Characters: Beck stutters. It’s kind of a big deal, given that it stems from a lack of confidence. She’s also the only one that had depth in my mind. She was the only one that I could feel and run around with and really see. Everyone else acted in the stereotypical ways that writers have always written people in those positions. Sometimes I think the only reason anyone in the real world acts like that these days is because they read too damn much.
Plot: Er, maybe “moral” would be a better word. The basic message of this book is this: God is good and Darwin is evil. Don’t get offended, that’s the basic message. There’s more to it than that.
The only animal that goes so far as to actually kill anybody (including Beck’s surrogate mother’s child) is the mutation that science made. And it is only one in a line of foul creatures that Cap stumbles upon in his investigation. The Sasquatches that have Beck are God’s creatures and as such only strike out to protect themselves and their little family. And they’re running from that Darwinistic demon.
My problem with the plot was the major shift in the storyline. I went into it thinking this was a “lady got snatched by Bigfoot” story, which is not something I’d ever care to read. Then, all the sudden, Cap gets his DNA results and goes off investigating these mutation experiments. (Whoa! What’s this dude up to now? Where did that come from?)
That shift came too abruptly and did not go smoothly at all. I like layers and I like major twists, but I also like feeling like I’m reading the same book from one page to the next.
Despite my gripe there, I did enjoy the fact that we had Cap, a Christian scientist, working that side plot that turned out to be the plot. (Not that he was a “Christian Scientist” but that he was a scientist that just happened to be a Christian and that’s a cool concept.
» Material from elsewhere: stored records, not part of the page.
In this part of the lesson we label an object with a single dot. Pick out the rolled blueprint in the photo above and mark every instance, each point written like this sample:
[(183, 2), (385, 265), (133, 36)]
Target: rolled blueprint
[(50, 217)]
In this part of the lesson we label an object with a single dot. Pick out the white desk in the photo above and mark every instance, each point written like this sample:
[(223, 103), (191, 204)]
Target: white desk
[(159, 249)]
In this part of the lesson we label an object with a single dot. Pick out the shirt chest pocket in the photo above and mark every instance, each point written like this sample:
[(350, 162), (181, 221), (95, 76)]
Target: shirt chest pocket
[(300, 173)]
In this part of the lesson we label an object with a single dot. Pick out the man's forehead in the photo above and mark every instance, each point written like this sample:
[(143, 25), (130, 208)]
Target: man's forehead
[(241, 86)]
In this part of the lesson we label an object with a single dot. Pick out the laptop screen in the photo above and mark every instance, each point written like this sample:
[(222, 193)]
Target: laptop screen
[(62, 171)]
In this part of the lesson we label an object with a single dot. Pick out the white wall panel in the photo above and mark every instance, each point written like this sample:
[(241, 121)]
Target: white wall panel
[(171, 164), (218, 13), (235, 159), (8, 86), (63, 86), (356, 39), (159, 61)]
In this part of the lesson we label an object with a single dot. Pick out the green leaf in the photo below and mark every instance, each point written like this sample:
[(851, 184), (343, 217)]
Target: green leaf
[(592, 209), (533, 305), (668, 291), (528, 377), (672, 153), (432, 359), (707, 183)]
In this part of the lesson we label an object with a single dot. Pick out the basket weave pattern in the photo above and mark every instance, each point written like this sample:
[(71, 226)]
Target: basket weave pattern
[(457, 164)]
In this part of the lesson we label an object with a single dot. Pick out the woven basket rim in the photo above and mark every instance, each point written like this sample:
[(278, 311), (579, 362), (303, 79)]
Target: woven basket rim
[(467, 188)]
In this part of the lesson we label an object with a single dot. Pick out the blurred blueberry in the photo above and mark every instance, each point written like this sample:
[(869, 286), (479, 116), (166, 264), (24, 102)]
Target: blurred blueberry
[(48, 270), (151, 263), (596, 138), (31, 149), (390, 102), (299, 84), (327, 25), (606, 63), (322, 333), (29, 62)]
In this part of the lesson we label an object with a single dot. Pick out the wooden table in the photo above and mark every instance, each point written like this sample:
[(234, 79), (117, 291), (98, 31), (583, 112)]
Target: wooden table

Damn Christian Scientists, mucking up my review. Not that I’m speaking against Christian Scientists. Uh, review. Yes. Back on track.)
Anyway, Cap’s character comes the closest to having a real life force, next to Beck. I think that contradiction in his beliefs is what does it, though. And as soon as I knew that his side plot was the actual meat of the story I enjoyed reading his sections and wished I had followed him more closely from the start.
Overall: The progression of Beck’s character is what kept me turning the pages. More than once I caught myself flipping ahead to count how far away her next scene was. I think the moral could have been handled oh so much better, as it felt a flat and cliché to me. But when reading outside of my box, it’s going to take something great to impress me.
In the end I am glad I read it because it gave me some great ideas for writing forest scenes and it made me realize that Bigfoot isn’t a bad main character. I thought that basing the Sasquatches’ behavior on primates was predictable, but it’s also something that would be hard to get around.
The lingering questions: Where do Sasquatches fit in? Are they the missing link between man and ape that implies some of Darwin’s theories are correct? Or are they simply another ape, one of God’s creatures? I know the author implies the latter, but I like the freedom he gives me to attach some ambiguity to the message. And that is my favorite aspect of the book.